2) Hiatal Hernia. The esophageal hiatus is the opening in the diaphragm through which the esophagus passes before it enters the stomach. A hernia in this site occurs when there is a protrusion of the esophagus, lower esophageal sphincter, and/or part of stomach through the esophageal hiatus into thoracic cavity. Sliding hiatal hernias are most common, which means the herniation is intermittent. The most common form is congenital with a breed predisposition for brachycephalic dogs. Diagnostics are again similar to other esophageal diseases and they may be managed by surgical or medical means. Your veterinarian will decide what is best for your dog.

3) Vascular Ring Anomalies are likely to have a hereditary basis. They are a congenital defect most often due to the persistence of an artery (the right aortic arch) that normally is lost during fetal development. The PRAA (persistent right aortic arch) forms a ring around the esophagus, entrapping it and causing it to be narrowed so that food cannot easily pass through the constricted area. Symptoms are usually exhibited early in life (less than 6 months or so) and the diagnostic road is similar to that of megaesophagus.

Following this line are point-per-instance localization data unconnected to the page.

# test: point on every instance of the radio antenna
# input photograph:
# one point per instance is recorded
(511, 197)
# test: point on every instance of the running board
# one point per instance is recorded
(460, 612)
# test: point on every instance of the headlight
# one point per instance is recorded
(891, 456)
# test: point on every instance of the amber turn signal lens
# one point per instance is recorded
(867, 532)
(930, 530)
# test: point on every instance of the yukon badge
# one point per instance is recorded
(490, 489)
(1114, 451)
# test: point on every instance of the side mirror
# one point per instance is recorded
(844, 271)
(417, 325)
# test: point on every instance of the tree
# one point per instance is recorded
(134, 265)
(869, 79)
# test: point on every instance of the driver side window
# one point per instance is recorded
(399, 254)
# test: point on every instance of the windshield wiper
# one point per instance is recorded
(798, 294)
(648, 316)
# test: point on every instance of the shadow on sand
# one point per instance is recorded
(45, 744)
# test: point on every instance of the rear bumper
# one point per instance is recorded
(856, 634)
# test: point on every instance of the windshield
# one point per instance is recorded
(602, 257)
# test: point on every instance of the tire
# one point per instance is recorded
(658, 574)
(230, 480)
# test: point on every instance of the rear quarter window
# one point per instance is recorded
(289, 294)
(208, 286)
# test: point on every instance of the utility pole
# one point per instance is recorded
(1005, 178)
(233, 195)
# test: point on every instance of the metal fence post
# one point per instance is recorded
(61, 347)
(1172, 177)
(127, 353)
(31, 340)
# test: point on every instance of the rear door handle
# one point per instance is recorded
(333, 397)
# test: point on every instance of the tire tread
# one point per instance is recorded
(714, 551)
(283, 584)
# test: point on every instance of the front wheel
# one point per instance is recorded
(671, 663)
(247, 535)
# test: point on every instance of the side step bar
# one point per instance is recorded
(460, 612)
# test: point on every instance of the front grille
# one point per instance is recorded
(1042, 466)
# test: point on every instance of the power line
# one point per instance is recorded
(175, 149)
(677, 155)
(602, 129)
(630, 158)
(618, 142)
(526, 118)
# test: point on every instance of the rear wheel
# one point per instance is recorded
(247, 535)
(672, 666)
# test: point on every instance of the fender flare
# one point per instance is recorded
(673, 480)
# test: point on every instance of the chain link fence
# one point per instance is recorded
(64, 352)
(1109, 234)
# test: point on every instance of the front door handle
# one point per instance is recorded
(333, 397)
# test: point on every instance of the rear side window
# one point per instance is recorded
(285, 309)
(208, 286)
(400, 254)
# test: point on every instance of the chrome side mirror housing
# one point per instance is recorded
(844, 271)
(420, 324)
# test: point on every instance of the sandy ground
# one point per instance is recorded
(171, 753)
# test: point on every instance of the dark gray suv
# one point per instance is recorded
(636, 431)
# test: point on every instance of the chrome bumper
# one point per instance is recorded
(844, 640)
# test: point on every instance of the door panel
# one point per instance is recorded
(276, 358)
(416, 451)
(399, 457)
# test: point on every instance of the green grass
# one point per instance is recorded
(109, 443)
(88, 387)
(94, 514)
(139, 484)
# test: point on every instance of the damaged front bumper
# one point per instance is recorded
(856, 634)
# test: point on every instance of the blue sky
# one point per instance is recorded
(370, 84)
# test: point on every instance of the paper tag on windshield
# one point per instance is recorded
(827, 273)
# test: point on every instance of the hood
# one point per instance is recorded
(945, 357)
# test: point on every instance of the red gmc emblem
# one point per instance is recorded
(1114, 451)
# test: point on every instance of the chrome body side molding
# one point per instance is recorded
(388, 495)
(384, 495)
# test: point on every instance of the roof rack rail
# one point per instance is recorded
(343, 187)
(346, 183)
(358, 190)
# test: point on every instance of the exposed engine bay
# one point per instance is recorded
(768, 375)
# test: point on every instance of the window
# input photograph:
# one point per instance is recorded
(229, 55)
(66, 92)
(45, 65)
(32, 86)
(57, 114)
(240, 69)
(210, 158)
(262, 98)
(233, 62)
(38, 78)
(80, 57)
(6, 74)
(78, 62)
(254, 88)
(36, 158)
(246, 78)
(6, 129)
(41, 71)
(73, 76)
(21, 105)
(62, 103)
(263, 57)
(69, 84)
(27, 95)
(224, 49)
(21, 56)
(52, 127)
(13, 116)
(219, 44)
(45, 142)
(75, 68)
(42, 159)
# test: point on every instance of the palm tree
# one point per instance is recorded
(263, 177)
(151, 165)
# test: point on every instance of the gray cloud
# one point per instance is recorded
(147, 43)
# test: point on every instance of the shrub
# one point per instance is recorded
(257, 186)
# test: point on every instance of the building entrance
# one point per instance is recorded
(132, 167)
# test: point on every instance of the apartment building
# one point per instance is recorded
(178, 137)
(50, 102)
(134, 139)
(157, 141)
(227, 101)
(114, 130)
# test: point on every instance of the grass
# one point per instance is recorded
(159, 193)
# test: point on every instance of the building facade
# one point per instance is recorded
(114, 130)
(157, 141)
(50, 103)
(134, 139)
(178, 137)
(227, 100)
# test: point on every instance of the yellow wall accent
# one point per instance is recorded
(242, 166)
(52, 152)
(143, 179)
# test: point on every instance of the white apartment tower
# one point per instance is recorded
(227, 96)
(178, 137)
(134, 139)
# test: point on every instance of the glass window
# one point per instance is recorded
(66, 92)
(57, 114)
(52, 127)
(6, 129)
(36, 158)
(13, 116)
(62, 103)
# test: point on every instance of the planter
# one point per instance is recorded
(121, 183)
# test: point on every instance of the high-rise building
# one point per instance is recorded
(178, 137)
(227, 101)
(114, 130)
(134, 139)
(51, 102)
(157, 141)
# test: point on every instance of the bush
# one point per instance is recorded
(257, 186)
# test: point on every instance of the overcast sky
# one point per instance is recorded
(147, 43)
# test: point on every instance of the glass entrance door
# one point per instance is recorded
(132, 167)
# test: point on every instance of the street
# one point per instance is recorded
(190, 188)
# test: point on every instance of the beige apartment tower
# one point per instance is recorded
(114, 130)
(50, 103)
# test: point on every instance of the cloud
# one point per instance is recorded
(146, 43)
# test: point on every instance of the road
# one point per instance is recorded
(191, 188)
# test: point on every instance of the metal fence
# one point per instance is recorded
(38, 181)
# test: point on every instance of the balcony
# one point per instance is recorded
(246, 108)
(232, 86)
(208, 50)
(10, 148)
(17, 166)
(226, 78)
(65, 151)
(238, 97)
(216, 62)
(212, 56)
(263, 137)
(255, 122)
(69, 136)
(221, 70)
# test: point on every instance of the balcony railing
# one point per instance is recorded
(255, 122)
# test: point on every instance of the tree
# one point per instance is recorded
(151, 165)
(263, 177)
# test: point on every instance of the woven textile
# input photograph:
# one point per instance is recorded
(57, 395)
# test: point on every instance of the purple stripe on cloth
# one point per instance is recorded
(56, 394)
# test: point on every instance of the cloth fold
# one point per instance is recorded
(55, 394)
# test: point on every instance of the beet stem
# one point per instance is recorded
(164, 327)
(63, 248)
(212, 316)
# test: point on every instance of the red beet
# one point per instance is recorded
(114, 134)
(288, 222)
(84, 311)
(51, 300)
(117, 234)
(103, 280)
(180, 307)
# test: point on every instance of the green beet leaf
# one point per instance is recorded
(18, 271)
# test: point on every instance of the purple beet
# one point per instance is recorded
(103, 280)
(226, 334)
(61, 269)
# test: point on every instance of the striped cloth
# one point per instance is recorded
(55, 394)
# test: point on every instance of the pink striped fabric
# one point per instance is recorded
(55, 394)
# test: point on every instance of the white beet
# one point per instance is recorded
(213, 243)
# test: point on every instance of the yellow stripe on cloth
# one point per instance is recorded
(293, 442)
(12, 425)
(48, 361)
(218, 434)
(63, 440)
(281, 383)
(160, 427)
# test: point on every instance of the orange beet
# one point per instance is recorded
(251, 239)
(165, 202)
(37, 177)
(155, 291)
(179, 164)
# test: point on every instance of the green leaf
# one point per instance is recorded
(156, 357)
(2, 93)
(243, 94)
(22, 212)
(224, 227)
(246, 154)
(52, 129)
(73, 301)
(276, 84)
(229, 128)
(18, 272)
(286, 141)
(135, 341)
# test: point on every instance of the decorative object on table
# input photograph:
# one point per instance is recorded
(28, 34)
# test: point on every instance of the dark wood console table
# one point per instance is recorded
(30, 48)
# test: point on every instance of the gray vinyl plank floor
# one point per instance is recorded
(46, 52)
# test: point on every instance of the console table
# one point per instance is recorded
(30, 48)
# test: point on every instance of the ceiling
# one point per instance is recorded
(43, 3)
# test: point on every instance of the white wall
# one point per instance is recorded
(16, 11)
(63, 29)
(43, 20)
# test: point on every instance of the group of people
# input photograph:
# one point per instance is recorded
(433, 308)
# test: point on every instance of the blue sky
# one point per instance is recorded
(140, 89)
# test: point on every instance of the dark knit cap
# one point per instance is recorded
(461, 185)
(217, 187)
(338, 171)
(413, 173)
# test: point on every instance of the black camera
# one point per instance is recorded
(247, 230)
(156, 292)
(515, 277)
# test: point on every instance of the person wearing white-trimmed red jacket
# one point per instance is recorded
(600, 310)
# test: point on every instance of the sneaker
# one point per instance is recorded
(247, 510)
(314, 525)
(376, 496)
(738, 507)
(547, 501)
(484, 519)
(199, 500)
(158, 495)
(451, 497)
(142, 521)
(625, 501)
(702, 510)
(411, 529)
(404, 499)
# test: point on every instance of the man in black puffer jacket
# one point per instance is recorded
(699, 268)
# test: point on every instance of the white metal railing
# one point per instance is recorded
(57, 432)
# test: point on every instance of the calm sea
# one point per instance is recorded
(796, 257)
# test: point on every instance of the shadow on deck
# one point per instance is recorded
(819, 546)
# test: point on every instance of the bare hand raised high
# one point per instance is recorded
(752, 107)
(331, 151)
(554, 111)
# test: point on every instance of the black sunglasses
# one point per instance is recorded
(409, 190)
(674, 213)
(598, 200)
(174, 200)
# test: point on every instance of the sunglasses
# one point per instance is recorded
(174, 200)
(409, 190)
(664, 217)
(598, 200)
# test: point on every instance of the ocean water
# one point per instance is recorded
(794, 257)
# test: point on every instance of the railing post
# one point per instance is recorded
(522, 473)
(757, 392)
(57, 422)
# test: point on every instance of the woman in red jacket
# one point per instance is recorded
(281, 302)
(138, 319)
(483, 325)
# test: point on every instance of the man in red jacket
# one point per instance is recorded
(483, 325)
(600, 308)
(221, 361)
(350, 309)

4) Esophagitis is an inflammation of the esophagus and is usually secondary to gastroesophageal or gastrointestinal acid reflux. Endoscopy, biopsy and/or radiography can be useful to help diagnose this disease. It can be mild to severe, but is often able to be medically managed.


The last topic I will address in relation to a chronic vomiting or gagging frenchie is food allergies and/or inflammatory bowel disease. This is a condition where your dog is actually allergic to some ingredient(s) in its daily diet or treats. This can result in continual or intermittent vomiting of food or bile. Usually this would be in conjunction with abnormal bowel movements as well, but not always. This would certainly be something to consider when ruling out reasons why your frenchie is having trouble.

Many of the above described issues can be medically managed with a combination of acid reflux drugs (i.e. Pepcid, Prevacid, Tagamet) and drugs which coat the stomach and esophageal lining (Carafate, etc). This is the reason why so many Frenchie owners will see and improvement if they blindly place their dog on these medications. But I would urge you to try and find out why your dog is doing this, especially if you are entertaining thoughts of breeding this dog. Certainly these represent only a handful of the reasons why a dog could exhibit vomiting, regurgitation or gagging, but they do seem to be among the more common reasons. I do hope this has given you some food for thought and perhaps you may even have a Frenchie now who can benefit from this information. Remember, if you think your frenchie exhibits any of these signs more often than you think they ought to, please take them to your vet, as it may not just be “normal”.